No public proof-of-concept code is currently available for this vulnerability. Refer to the WSO2 Security Advisory WSO2-2025-4117 for technical details.
Detection Methods for CVE-2025-6670
Indicators of Compromise
- HTTP GET requests to Carbon console event processor admin endpoints originating from external Referer headers or unusual user agents
- Administrative configuration changes correlated in time with browser-initiated navigations rather than direct admin console workflows
- Authenticated session activity from administrator accounts originating from unexpected source pages or third-party domains
Detection Strategies
- Inspect web server and reverse proxy access logs for GET requests to /carbon/eventprocessor/ and related admin service paths that include state-changing query parameters
- Alert on Carbon console admin requests where the Referer header points to an external domain or is missing entirely
- Correlate event processor configuration changes in WSO2 audit logs with browser session metadata to identify activity not initiated through legitimate admin workflows
Monitoring Recommendations
- Forward WSO2 Carbon audit logs and web access logs to a centralized SIEM for cross-correlation with identity and proxy telemetry
- Track anomalous spikes in administrative action volume per session, particularly on event processor endpoints
- Monitor administrator browsing telemetry for navigations to untrusted external URLs immediately preceding admin actions
How to Mitigate CVE-2025-6670
Immediate Actions Required
- Apply WUM updates or version upgrades published by WSO2 for each affected product as listed in advisory WSO2-2025-4117
- Restrict network access to the Carbon console so that it is not reachable from untrusted networks, in line with WSO2 Secure Production Guidelines
- Require administrators to log out of the Carbon console when not actively performing administrative tasks to shrink the CSRF attack window
Patch Information
WSO2 has published remediation guidance and product-specific update paths in WSO2 Security Advisory WSO2-2025-4117. Customers should consult the advisory to identify the appropriate WUM update level or upgrade target for their deployed product version.
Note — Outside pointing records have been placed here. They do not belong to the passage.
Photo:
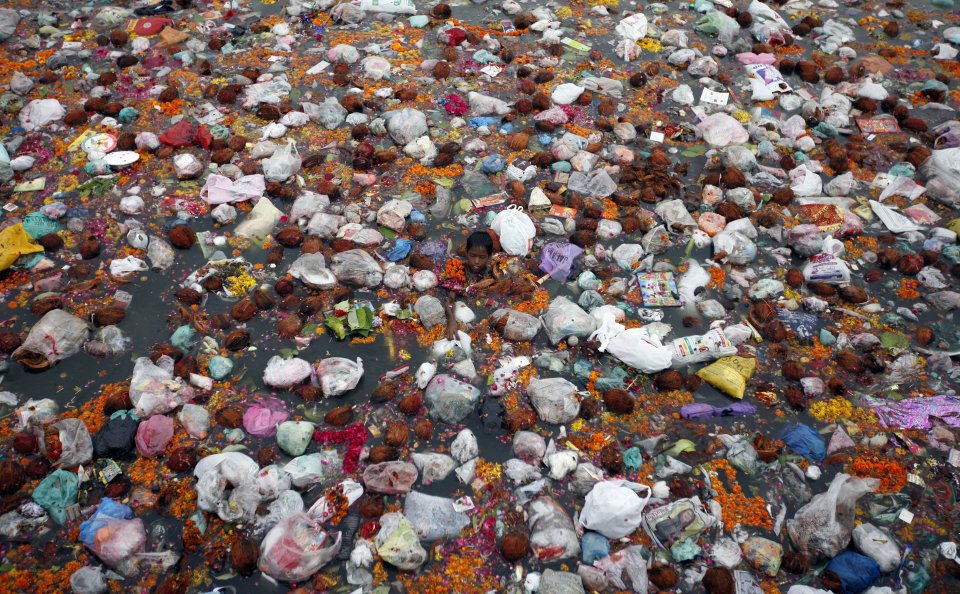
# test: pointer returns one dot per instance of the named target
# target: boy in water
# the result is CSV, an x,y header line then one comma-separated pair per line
x,y
476,266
Apply updates in a staging environment before promoting to production.
Workarounds
- Place the Carbon console behind a VPN or IP allowlist so that only trusted administrative networks can reach the management interface
- Deploy a reverse proxy or web application firewall rule that blocks GET requests carrying state-changing parameters to event processor admin paths
- Enforce browser isolation or dedicated administrative browsers for WSO2 administrators to prevent cross-site navigations from general browsing sessions
Disclaimer: This content was generated using AI. While we strive for accuracy, please verify critical information with official sources.